My mom's older sister, my aunt, had decided to move in with me because I was really unable to take care of myself. I had originally wanted to live by myself but I thought sure, why not have someone be able to cook and clean.

We moved in in early 2011 so we've been living her for 5+ years now. We end up fighting a lot because she's old and she's very old fashion (my family is from Pakistan) and she's kind of a religious nut job. But the worst part is that she's a massive hoarder. When we moved in here I voluntary took the smaller room because I wanted her to be comfortable, and literally every room in this house including the kitchen and family room is full of junk. Even all of the closets. There's junk everywhere and the kitchen is a complete mess. Plus when she cooks she uses onions and they stink up the entire house and the smell gets on my clothes, and again that leads to more fighting.
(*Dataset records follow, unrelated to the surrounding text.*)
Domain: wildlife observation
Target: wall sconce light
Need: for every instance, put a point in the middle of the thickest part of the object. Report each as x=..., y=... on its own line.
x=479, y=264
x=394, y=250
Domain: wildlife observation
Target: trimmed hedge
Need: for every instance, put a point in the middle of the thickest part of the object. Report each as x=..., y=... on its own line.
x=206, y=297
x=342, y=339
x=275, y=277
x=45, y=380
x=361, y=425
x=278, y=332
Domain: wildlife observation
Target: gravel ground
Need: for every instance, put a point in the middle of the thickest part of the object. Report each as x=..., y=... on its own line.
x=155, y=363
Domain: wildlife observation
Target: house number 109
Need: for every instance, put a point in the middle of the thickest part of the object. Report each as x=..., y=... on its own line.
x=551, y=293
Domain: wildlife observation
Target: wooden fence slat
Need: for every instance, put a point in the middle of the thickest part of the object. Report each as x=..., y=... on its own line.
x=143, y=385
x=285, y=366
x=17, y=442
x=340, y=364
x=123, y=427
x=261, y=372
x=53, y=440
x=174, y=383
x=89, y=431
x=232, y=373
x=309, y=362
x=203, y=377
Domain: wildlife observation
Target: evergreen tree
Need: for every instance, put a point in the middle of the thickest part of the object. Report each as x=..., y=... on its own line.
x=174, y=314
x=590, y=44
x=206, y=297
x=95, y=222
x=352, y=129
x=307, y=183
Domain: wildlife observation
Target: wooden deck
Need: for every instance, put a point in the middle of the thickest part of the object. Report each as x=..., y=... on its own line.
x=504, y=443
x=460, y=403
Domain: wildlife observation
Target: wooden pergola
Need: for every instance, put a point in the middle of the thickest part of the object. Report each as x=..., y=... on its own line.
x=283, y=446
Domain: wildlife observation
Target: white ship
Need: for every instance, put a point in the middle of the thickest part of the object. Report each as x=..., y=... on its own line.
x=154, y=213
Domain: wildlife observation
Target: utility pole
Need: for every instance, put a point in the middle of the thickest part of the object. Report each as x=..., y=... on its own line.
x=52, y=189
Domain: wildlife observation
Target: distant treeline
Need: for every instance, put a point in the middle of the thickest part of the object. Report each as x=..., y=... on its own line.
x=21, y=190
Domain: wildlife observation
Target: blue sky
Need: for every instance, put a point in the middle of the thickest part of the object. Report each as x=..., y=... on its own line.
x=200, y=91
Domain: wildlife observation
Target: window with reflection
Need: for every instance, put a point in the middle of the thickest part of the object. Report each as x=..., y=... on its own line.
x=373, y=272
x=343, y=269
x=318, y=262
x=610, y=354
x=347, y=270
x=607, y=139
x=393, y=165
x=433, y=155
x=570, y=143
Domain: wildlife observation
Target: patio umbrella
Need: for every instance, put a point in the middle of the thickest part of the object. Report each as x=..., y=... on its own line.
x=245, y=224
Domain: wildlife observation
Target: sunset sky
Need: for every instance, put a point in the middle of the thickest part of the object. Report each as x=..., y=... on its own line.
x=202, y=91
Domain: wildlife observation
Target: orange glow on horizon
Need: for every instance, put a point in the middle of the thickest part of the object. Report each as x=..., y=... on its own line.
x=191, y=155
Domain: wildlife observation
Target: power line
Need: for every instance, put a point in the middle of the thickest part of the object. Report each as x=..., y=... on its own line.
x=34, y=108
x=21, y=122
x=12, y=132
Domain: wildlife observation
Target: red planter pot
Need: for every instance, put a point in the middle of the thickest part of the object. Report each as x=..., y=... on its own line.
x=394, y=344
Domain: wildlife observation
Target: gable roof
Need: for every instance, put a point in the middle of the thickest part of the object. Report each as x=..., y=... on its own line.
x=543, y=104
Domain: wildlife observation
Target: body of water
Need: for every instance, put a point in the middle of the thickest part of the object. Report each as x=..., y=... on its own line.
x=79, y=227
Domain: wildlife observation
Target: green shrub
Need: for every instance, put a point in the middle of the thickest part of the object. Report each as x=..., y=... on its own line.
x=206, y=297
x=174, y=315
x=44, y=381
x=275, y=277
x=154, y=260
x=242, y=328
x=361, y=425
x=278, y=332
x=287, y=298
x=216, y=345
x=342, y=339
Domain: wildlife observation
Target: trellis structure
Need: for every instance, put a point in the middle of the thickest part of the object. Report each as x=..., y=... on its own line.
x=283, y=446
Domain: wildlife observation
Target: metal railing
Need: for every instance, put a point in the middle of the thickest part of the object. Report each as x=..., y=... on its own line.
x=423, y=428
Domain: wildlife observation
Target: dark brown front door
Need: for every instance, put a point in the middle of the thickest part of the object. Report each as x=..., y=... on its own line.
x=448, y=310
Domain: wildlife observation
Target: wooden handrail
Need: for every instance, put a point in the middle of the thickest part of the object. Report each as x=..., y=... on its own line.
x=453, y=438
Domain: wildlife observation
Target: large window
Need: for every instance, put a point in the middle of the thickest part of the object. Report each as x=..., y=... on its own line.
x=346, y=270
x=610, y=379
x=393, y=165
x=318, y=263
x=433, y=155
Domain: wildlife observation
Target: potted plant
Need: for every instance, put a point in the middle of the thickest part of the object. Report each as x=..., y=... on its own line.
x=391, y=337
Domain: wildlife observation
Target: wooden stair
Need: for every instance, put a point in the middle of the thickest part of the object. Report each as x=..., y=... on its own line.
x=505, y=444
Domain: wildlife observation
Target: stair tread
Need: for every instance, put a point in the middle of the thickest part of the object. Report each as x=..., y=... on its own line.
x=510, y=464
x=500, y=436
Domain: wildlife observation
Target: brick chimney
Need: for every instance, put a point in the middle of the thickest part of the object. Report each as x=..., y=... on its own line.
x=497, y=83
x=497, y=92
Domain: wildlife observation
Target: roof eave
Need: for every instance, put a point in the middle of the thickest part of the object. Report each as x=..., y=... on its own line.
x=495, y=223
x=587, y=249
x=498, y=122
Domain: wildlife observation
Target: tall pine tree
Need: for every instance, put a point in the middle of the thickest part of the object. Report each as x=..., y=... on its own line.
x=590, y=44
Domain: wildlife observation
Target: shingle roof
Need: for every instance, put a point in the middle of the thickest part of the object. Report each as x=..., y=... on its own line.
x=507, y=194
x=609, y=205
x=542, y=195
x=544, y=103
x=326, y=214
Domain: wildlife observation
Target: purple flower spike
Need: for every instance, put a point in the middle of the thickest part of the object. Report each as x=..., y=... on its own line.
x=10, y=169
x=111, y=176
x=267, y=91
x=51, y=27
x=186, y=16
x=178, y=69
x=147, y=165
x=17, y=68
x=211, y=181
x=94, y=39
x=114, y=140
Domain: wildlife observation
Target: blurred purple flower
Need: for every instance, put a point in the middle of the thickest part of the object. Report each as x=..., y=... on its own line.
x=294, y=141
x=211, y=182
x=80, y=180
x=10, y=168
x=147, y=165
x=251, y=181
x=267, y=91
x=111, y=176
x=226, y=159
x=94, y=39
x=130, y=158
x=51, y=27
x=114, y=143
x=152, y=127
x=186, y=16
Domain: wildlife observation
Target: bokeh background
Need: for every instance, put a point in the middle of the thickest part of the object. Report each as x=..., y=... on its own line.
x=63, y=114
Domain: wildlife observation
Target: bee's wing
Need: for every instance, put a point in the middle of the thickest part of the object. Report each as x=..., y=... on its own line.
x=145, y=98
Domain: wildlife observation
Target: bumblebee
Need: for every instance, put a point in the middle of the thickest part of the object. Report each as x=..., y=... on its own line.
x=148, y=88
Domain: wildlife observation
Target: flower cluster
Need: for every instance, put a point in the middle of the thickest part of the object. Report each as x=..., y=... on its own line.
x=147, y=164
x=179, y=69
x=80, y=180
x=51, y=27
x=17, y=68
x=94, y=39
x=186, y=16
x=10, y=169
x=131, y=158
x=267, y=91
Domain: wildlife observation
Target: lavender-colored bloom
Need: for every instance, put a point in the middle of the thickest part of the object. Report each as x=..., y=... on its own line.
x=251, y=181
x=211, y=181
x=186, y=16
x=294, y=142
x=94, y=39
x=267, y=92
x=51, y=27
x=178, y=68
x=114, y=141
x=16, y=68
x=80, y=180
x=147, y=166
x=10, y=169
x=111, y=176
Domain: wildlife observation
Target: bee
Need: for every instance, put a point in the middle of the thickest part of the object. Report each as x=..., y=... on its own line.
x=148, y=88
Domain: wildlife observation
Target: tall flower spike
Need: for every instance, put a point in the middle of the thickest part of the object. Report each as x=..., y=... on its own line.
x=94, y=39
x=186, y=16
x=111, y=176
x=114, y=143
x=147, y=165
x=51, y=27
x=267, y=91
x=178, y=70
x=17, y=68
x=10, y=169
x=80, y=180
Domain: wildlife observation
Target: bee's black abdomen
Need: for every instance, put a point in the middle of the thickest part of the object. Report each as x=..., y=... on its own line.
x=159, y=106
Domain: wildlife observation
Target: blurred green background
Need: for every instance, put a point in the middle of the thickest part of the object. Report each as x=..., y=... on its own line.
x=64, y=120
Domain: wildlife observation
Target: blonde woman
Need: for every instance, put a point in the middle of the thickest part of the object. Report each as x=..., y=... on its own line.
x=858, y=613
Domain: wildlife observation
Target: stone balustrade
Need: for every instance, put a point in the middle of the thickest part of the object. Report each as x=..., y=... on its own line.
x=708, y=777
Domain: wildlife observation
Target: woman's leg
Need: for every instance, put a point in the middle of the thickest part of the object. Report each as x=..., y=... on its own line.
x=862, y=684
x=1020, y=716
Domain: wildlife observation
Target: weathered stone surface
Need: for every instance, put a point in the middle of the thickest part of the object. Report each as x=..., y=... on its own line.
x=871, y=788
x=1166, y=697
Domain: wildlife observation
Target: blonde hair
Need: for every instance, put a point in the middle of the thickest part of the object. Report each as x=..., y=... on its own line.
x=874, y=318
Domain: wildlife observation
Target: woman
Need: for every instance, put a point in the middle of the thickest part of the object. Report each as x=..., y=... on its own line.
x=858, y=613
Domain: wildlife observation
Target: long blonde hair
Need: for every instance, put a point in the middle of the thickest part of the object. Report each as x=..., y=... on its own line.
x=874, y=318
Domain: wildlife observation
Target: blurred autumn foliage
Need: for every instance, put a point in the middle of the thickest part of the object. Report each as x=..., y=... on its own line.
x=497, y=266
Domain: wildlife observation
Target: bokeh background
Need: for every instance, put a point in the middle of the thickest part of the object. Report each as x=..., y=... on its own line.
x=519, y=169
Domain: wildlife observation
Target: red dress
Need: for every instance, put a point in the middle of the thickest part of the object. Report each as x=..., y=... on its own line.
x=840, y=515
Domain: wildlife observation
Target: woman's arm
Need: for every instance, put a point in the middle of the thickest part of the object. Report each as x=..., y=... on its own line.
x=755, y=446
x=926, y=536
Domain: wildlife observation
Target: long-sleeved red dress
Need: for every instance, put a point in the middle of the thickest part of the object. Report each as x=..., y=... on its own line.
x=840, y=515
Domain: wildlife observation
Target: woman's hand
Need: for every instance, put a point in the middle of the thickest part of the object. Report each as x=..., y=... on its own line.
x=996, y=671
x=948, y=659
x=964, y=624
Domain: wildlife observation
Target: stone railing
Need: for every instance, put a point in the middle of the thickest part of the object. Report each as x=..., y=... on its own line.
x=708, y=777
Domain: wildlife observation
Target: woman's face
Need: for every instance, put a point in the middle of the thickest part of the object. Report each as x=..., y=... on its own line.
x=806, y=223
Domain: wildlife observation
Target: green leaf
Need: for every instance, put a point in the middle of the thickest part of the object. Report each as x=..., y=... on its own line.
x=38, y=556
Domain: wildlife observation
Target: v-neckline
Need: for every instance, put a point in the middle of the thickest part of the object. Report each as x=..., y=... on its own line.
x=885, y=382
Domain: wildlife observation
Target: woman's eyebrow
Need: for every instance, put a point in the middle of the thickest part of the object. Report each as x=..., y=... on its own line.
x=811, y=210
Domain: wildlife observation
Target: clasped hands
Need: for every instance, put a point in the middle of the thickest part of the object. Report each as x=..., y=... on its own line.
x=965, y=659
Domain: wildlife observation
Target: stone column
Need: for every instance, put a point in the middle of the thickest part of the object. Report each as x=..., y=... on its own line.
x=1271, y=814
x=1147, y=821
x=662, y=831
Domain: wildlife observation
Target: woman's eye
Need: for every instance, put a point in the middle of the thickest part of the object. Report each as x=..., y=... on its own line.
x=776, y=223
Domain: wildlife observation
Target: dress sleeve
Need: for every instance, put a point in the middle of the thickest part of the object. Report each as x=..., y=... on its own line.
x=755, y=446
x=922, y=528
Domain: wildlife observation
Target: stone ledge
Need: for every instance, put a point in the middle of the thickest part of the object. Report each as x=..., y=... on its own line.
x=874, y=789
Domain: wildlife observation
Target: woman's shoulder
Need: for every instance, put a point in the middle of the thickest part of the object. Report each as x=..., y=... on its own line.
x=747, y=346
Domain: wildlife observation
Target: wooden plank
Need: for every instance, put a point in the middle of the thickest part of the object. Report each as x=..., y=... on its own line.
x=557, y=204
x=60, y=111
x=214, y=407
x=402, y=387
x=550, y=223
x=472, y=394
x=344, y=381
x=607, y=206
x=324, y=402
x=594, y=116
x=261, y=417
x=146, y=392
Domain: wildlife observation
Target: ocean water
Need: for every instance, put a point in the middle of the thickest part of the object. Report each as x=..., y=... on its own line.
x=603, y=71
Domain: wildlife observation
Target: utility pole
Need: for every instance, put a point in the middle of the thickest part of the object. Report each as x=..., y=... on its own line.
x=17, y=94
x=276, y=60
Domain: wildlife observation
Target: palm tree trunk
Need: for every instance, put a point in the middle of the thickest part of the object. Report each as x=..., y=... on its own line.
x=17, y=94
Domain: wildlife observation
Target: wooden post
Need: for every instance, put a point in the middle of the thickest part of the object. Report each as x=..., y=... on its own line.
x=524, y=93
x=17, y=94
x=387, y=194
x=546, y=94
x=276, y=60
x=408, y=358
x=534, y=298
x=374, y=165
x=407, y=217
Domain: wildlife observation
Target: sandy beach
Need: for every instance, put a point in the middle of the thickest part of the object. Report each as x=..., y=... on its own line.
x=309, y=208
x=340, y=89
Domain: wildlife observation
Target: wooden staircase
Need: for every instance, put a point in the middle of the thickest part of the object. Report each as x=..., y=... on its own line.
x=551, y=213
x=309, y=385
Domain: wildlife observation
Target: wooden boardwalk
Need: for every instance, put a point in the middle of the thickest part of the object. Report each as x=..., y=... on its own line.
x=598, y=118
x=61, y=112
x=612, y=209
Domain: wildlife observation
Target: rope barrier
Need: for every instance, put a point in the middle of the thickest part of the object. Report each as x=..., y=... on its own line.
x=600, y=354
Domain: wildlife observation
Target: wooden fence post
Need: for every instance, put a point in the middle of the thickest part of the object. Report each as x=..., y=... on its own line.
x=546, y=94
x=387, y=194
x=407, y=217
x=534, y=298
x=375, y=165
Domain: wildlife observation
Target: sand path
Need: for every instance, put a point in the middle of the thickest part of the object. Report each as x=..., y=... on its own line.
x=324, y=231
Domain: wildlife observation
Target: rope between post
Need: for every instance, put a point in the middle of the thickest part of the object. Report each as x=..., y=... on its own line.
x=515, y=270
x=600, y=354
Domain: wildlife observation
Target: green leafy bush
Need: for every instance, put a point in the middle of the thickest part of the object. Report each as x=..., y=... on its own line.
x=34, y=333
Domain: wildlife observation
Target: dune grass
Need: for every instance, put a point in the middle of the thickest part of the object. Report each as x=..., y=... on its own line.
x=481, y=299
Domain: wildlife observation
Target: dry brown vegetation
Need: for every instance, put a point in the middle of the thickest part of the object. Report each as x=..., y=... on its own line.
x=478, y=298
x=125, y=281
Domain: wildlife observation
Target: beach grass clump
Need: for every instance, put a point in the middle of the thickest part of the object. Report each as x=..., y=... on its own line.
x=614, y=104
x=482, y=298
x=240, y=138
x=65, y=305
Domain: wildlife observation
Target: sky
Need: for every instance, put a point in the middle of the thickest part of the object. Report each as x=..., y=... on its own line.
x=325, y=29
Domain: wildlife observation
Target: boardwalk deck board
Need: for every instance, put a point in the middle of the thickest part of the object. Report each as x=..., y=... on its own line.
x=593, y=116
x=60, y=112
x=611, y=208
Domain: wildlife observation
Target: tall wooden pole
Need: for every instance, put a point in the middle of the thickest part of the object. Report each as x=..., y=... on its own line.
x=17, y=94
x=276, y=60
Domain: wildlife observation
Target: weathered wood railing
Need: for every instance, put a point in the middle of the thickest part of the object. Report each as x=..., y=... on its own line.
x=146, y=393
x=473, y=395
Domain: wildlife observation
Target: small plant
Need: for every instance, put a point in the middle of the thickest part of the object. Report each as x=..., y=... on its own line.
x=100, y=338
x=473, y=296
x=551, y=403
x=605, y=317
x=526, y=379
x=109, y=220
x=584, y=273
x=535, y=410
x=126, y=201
I recently turned 30 and I honestly can't stand it anymore. I can't even have friends over and have no chance of dating because I wouldn't want to bring someone to my house in the condition it's in. I was saving up money to renovate my house but she'll just end up trashing everything.

I can't live with her but she has been like a second mom to me, she's 64 years old and she's partially blind in one eye, disabled and I care about her deeply.

She has 3 brothers, 2 of them have fairly large houses but they don't want to take care of her. The other brother is willing to care care of her but she doesn't want to live with him.

One of my uncles (the one who is willing to take care of her) offered to buy my house so she can live there. In that case I'd move out into an apartment.

But I really don't want to sell my house. It's paid off and if I could just renovate it then it would be a fantastic place to live for a while.

Plus my Uncle couldn't offer very much. He offered me 50k + 20k in installments over who knows how long, but my house is worth over 100K + if I renovate it.

I do love my aunt, but I really don't know if I should give up my house and my own livelihood. Eventually I want to settle down and have kids, I would want to move out anyway and I feel like I can get a lot more by selling this house the regular way. I can't help but feel like this was just shoveled on me because no one else wanted to take care of her.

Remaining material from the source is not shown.